Les ostéopathes ont souvent évoqué cette notion de remplissage et de vidange. Ce qui fait dire aux ostéopathes qu’ils « sentent les os du crâne bouger ». Jusqu’à aujourd’hui, aucun instrument scientifique n’a pu montrer cette réalité perçue par les ostéopathes. L’organisation du tissu conjonctif semble correspondre aux perceptions du bout des doigts des ostéopathes. Le toucher ostéopathique, toucher tactile très superficiel, décèle des axes de mobilité. Les mouvements de remplissage et de vidange des poches du tissu conjonctif témoignent de son activité permanente. Ces axes donnent des indications sur la présence de blocs de gélatine, évoqués plus haut. Les informations ostéopathiques sont extraites de zones corporelles stratégiques, des fragments de corps dont nous parle l’anatomie comparée des paléontologues.
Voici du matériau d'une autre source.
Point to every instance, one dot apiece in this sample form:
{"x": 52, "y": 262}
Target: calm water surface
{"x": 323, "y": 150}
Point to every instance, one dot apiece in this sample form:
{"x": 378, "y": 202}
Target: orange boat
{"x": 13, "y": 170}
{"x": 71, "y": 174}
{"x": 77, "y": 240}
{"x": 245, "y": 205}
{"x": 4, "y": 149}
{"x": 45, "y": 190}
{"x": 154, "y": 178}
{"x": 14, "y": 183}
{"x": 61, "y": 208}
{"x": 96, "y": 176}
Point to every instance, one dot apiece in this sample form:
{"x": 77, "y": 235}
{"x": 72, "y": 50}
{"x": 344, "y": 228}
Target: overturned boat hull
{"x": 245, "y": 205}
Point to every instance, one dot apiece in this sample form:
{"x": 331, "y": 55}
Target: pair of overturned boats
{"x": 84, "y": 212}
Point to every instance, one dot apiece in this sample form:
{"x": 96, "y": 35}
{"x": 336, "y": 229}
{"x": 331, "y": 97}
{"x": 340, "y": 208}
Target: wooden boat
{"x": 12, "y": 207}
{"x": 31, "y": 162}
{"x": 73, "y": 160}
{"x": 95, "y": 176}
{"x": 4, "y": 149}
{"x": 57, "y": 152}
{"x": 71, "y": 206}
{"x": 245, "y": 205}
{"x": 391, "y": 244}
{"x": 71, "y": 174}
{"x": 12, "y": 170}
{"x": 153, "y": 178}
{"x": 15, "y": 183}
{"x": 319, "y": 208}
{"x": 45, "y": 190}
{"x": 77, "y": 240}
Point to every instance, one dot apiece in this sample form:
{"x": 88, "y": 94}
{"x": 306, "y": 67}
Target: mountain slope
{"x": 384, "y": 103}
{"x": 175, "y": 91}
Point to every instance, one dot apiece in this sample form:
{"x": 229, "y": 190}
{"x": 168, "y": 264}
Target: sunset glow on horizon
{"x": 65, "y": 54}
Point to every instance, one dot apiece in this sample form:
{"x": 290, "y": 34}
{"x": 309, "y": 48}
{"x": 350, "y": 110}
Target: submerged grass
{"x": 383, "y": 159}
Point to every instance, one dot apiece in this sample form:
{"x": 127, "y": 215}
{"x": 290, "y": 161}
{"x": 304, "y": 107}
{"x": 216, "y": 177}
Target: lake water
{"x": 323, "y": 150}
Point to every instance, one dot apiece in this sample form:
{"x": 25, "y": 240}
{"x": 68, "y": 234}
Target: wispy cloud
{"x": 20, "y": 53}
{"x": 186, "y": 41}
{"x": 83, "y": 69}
Les zones stratégiques d’Alain sont son épaule, son omoplate, son sacrum. La désorganisa- tion est perceptible au niveau d’axes modifiés, d’alternances de remplissages modifiés, voire arrêtés. Le geste ostéopathique entre en relation avec une structure globalisante. C’est un bal incessant où des microfibrilles et microvacuoles du tissu conjonctif se construisent et se déconstruisent. C’est l’activité permanente traduisant la vie en général, que l’on ne retrouve pas sur des cadavres, que l’on ne retrouve pas sur des blocs de gélatine, zones denses sous la main de l’ostéopathe. La perte de l’alternance remplissage/vidange traduit des contraintes traumatiques, infectieuses, toxiques. Confronté à cette modification du tissu conjonctif, l’ostéopathe perçoit une densité dans ses mains. Des sensations de points fixes peuvent être perçues en indiquant une densité à distance de la position des mains, présence d’un bloc de gélatine. L’ostéopathe peut percevoir une sensation de point fixe sur un abdomen, sur une cuisse alors qu’il pose ses mains sur un dos. Par son action, l’ostéopathe intervient manuellement sur la mobilité des tissus, favorisant les échanges de nourriture du tissu conjonctif. Il s’agit de métabolites présents dans les microvacuoles. Ce sont les glyco-amino-glycanes.
L’intérêt des recherches du docteur Jean-Claude Guimberteau est de nous faire découvrir la continuité du vivant. En tant qu’ostéopathe et ancien enseignant d’anatomie, ses images me parlent de ce que je perçois. Avec l’endoscope ou avec des mains d’ostéopathe, la globalité du corps montre une viscosité. Cette malléabilité du corps rejoint les idées d’un scientifique écossais, naturaliste visionnaire et mathématicien du début du xxe siècle, D’Arcy Wentworth Thompson. « Les contours de nos corps ne sont pas ceux de corps solides mais ceux de membranes élastiques ou de films fluides. » Ce naturaliste écossais s’intéresse aux transformations géomé- triques des formes végétales ou animales. Les recherches récentes en biophysique montrent que le corps présente une certaine viscosité. Une pâte à modeler. Le vivant est une structure déformable, comme l’avait perçu D’Arcy Wentworth Thompson il y a plus d’un siècle. Forme et croissance (On Growth and Form), ouvrage de 1917, est toujours d’actualité.